RADIOGRAFÍA DEL TIEMPO

Cuenta el fotógrafo y pintor William Christenberry que, en uno de sus frecuentes viajes a su Alabama natal, se encontró con que había desaparecido un ala de la casa de su abuela, cuya puerta él había fotografiado en numerosas ocasiones. Sorprendido, preguntó a su padre sobre dicha mutilación. La respuesta que obtuvo fue a la vez sencilla y sorprendente: esa zona de la casa había sido trasladada a otro lugar y adosada a la vivienda de un vecino. La reacción de Christenberry fue de absoluto desconcierto. No es extraño: le habían privado de repente de una puerta de acceso a su pasado.

Hace un par de semanas visité en la fundación Mapfre una exposición de las obras de este artista peculiar y polifacético. Christenberry lo mismo esgrime una cámara de fotos que pinta o realiza maquetas de edificios, pero a pesar de la multiplicidad de técnicas empleadas, sus creaciones están dotadas de una profunda unidad: son una indagación sobre el paso del tiempo y un constante viaje de regreso a los escenarios de la infancia del artista. Los protagonistas de sus obras son construcciones y enclaves profundamente unidos a la mano del hombre, pero en los que la presencia humana se evita siempre. En las imágenes de Christenberry, los edificios aparecen aislados, perdidos en un marco vegetal o en la soledad de una calle desierta. La atención del que los contempla puede así fijarse sin distracciones en los detalles que los conforman, en los carteles publicitarios, las vallas, las puertas y ventanas, las formas de los tejados, los postes del tendido eléctrico y los vehículos detenidos junto a la entrada. Estos modestos representantes de la arquitectura más sencilla y utilitaria (son bares, almacenes, graneros, pequeñas iglesias, casas de gente humilde) llegan a adquirir, vistos a través de la cámara de este testigo excepcional, una curiosa animación: nos conmueven y emocionan, nos entristece su deterioro y nos alegra que vuelvan a lucir con vivos colores tras ser restaurados. Especialmente emocionante me resulta la fotografía que se ha utilizado para el cartel de la exposición, la de la iglesia Sprott, en Alabama, blanca y austera, con un diseño casi infantil, rodeada por el bosque, con sus ventanas que son como ojos que nos observan y la puerta que nos invita a entrar. Tal vez soy víctima de mi fantasía, pero cada vez que contemplo esta imagen, tengo la impresión de que a esta iglesia sólo le falta hablar.

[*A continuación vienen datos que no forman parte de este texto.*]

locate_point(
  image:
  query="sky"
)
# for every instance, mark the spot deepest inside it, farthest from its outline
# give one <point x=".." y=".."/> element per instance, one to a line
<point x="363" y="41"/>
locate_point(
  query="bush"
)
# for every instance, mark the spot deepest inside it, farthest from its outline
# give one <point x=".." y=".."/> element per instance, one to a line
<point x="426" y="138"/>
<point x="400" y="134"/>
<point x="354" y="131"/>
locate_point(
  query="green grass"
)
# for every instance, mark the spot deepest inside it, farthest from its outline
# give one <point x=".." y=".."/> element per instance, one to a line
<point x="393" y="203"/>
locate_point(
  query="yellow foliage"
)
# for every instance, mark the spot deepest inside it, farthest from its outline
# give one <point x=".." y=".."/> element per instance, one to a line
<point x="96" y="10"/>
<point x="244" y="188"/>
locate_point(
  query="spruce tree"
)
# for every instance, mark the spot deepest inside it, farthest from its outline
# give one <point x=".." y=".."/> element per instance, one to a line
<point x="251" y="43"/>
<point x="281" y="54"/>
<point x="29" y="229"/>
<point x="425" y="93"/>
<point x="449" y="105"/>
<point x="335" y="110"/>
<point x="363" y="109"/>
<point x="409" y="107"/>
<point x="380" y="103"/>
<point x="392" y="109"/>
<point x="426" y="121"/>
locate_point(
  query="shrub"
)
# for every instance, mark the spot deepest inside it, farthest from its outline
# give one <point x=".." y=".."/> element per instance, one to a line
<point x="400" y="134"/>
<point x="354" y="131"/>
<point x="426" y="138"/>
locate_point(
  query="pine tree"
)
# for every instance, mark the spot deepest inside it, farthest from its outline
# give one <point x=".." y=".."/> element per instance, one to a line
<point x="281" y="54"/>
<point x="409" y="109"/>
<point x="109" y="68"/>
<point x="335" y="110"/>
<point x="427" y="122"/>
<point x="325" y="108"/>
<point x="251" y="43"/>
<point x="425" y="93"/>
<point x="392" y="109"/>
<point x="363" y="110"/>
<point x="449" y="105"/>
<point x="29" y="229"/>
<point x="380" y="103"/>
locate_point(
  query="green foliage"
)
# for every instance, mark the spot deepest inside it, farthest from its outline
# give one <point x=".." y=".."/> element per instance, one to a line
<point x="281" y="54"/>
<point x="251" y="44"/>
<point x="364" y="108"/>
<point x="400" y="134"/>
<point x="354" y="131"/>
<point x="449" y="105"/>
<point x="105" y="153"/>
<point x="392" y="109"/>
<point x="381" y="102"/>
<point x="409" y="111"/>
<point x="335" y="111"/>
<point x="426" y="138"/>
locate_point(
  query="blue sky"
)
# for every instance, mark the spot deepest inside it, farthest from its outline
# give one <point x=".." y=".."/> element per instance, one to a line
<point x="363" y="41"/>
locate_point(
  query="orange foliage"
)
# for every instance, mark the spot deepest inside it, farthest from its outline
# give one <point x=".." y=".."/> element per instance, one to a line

Lo más impactante de la exposición son quizá las series de fotografías realizadas a un mismo edificio a lo largo de los años. Con paciencia y tenacidad, Christenberry retrata una y otra vez, durante décadas, una estación de servicio, una cabaña en el bosque, una tienda de barrio, un bar. Nos ofrece así la posibilidad de contemplar las transformaciones, la adecuación a los nuevos gustos, los cambios del color de la fachada, los parches en el tejado, y finalmente, el abandono, las puertas y ventanas que se descuelgan, el hundimiento del techo, el triunfo de la vegetación que lo devora todo. Sus edificios son más que nunca seres vivos que evolucionan, se resisten a envejecer y mueren. Dejo aquí dos ejemplos: el primero recoge la trayectoria de un modesto café desde que es un negocio en uso hasta su abandono y transformación en un edificio anónimo; el otro es una serie titulada Coche y casa, en la que se plasma con estremecedor detalle el proceso de deterioro de una vivienda familiar. Uno se puede pasar las horas muertas comparando unas imágenes con otras, intentando localizar el instante preciso en que se inicia la decadencia: ese momento en que se oxidan los carteles metálicos del Café Coleman’s, o ese otro en que el coche frente a la vivienda familiar ha perdido sus ruedas traseras. Es algo parecido a lo que todos hacemos ante al espejo cuando buscamos en nuestro rostro las huellas de la edad.